The White House, though, was more blunt about what it is looking for in the meeting.

“This is not a negotiation,” said deputy press secretary Dana Perino.

But Democratic leaders, who have sought to wield the power of the purse, said Mr. Bush must negotiate if he wants to find a compromise.

“He has got to deal with Congress,” said Mr. Reid, Nevada Democrat. “He’s got to listen to us. We are speaking for the American people. He is not.”

Both Mr. Reid and Mrs. Pelosi, California Democrat, said the spending bill needs to fully fund the U.S. combat troops and provide a strategy for getting them out of a “civil war” in Iraq.

“With his threat to veto such a plan for change in Iraq, President Bush is ignoring the clear message of the American people: We must protect our troops, hold the Iraqi government accountable, rebuild our military, provide for our veterans and bring our troops home,” the two leaders said in a statement.

The House bill sets a September 2008 withdrawal deadline and the Senate bill called for most troops to leave Iraq by March 31. The differences must be worked out in a House-Senate conference committee, which has not met.

Mr. Bush also condemned the chambers’ inclusion of roughly $20 billion in nonmilitary spending, including pork-barrel projects, bringing the House bill to $124 billion and the Senate version to $123 billion.

The final measure, approved by both chambers, is not expected to reach Mr. Bush’s desk until late this month. If he vetoes the bill and Congress fails to override it, which congressional Republicans say they can prevent, negotiations for troop funding will start over.

Yesterday, the president said troops will suffer if the emergency war funding bill is not passed and signed soon.

“The Democrats who pass these bills know that I’ll veto them, and they know that this veto will be sustained. Yet they continue to pursue the legislation. And as they do, the clock is ticking for our troops in the field,” said Mr. Bush, who maintains Congress is encroaching on his role as commander in chief.

“These actions are only the beginning. And the longer Congress delays, the worse the impact on the men and women of the armed forces will be.”

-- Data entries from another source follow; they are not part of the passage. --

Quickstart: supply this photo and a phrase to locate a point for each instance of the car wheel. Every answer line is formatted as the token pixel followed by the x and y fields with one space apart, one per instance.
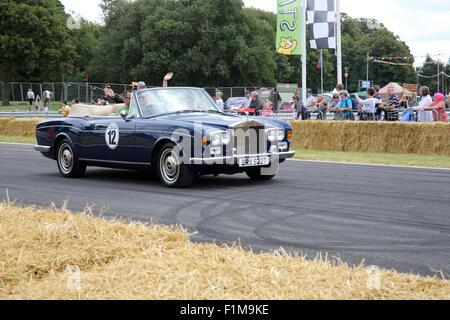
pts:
pixel 68 163
pixel 172 172
pixel 256 174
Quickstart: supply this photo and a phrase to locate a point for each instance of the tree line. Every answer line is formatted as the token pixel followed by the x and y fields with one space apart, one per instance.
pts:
pixel 206 43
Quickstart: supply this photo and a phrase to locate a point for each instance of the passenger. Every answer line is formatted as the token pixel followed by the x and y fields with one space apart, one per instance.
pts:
pixel 126 98
pixel 256 103
pixel 65 109
pixel 219 101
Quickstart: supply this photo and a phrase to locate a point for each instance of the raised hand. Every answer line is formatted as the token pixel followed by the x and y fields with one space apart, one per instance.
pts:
pixel 109 92
pixel 168 76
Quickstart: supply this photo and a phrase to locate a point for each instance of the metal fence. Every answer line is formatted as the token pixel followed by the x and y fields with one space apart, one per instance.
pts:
pixel 67 91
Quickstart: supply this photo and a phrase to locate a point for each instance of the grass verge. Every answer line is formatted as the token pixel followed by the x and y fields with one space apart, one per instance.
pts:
pixel 419 160
pixel 50 253
pixel 18 140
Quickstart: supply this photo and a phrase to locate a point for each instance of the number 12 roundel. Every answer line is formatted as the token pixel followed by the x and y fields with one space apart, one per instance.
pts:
pixel 112 136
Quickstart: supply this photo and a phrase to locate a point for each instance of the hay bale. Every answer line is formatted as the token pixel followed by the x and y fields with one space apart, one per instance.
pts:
pixel 134 261
pixel 384 137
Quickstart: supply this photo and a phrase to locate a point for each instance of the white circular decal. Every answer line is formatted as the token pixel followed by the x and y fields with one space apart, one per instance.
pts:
pixel 112 136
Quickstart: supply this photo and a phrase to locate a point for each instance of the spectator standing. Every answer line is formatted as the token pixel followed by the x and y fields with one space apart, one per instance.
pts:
pixel 346 105
pixel 377 96
pixel 256 103
pixel 47 99
pixel 30 98
pixel 311 102
pixel 425 101
pixel 368 109
pixel 219 101
pixel 393 103
pixel 65 109
pixel 439 106
pixel 334 107
pixel 248 100
pixel 300 110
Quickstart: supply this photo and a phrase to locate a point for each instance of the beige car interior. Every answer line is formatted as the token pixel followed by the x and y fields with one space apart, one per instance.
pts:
pixel 85 110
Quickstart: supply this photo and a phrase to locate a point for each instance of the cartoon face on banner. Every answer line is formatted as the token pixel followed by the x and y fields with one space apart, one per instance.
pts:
pixel 288 27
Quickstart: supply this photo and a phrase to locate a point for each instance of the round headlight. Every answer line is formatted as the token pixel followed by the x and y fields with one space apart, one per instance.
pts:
pixel 272 135
pixel 226 138
pixel 216 139
pixel 280 134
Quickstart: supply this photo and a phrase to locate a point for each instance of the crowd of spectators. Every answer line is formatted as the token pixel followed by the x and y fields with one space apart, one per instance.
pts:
pixel 344 107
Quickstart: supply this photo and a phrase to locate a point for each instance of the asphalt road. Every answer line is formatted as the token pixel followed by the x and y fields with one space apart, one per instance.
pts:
pixel 395 218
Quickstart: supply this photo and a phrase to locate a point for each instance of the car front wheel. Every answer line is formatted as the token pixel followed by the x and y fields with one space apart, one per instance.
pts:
pixel 172 172
pixel 68 163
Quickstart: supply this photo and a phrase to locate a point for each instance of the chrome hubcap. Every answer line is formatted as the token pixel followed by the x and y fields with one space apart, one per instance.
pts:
pixel 169 166
pixel 65 158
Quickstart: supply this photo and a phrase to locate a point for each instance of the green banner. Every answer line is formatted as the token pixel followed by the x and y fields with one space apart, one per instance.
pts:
pixel 288 40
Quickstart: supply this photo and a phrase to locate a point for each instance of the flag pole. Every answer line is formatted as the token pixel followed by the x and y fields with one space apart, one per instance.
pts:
pixel 321 71
pixel 304 88
pixel 338 39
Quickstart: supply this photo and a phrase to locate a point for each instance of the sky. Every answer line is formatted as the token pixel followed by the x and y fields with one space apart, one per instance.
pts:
pixel 423 25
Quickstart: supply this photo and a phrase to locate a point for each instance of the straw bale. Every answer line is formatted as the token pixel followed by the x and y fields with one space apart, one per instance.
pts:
pixel 384 137
pixel 119 260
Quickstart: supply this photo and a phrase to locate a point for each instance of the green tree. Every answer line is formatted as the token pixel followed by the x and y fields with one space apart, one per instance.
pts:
pixel 34 41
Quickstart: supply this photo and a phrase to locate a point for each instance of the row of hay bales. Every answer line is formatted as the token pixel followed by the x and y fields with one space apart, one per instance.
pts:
pixel 50 253
pixel 384 137
pixel 395 137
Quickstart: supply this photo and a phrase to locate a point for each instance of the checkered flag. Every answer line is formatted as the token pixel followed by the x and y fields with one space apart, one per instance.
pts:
pixel 321 24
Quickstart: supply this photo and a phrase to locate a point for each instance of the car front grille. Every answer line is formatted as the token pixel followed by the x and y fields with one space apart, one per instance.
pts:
pixel 249 140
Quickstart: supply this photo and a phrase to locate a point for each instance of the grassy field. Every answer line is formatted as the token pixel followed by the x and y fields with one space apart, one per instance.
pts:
pixel 419 160
pixel 51 253
pixel 24 106
pixel 18 140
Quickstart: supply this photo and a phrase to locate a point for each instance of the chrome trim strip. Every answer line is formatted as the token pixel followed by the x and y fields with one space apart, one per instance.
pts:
pixel 43 149
pixel 119 162
pixel 285 155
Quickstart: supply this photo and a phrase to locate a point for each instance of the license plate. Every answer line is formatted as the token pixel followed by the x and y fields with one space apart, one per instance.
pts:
pixel 254 162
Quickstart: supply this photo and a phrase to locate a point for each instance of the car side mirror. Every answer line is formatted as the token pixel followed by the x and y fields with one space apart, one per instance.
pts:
pixel 124 114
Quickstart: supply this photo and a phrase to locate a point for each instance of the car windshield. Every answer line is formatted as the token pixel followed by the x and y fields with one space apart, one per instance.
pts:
pixel 165 101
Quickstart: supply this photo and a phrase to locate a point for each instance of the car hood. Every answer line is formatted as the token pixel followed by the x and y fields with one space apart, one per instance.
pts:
pixel 221 121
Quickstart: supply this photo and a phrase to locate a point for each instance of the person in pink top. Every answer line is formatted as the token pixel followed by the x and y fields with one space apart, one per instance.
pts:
pixel 439 106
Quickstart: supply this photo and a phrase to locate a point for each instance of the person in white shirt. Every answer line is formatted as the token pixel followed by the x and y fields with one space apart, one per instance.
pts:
pixel 248 100
pixel 219 101
pixel 425 101
pixel 30 97
pixel 47 99
pixel 367 106
pixel 311 102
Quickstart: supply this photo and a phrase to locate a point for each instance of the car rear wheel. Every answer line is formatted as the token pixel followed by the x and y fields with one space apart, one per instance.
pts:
pixel 256 174
pixel 172 172
pixel 68 163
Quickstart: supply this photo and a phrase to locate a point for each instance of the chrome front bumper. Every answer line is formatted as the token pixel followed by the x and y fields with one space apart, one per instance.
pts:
pixel 43 149
pixel 231 160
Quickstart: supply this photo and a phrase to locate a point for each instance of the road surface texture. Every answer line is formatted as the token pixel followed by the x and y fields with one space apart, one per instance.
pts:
pixel 394 218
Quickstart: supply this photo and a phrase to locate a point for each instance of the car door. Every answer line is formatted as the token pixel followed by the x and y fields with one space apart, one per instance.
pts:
pixel 110 139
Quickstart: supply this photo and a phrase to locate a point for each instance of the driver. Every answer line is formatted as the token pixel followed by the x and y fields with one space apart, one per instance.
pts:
pixel 139 86
pixel 126 98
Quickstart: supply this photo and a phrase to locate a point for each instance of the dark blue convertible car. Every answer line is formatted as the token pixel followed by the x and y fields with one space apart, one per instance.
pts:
pixel 178 133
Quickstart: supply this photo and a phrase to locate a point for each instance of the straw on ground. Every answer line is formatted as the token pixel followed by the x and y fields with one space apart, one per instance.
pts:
pixel 50 253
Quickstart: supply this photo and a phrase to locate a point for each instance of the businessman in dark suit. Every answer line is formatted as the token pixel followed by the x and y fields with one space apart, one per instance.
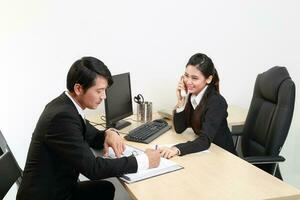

Meanwhile, Senate Republicans again called for Mrs. Pelosi, who has not appointed her chamber’s conferees, to cut short the House’s spring break and rush the bill to the president’s desk — a request she called “a cheap political stunt.”

“Our commanders have said they need the funds now,” Senate Minority Leader Mitch McConnell said, adding that the Defense Department is preparing to reshuffle $1.6 billion to cover the immediate shortfall for the war in Iraq and Afghanistan.

“The shortage has begun to kick in and to create problems in supplying adequate funding,” said the Kentucky Republican.

Mr. McConnell also said the delay may increase divisions among Democrats, who are split on how to move forward.

“I know it’s kicked off a debate among Democrats on the advisability of cutting off funds for the troops,” he said. “This debate among Democrats is another reason why this could be dragged out entirely too long and needs to be dealt with now.”

Sens. Carl Levin of Michigan and Charles E. Schumer of New York said this weekend that Democrats will not cut off funds for troops in Iraq. Their comments contradicted a threat by Mr. Reid, who has pledged to keep the timetable alive, even if emergency war funding is eventually passed.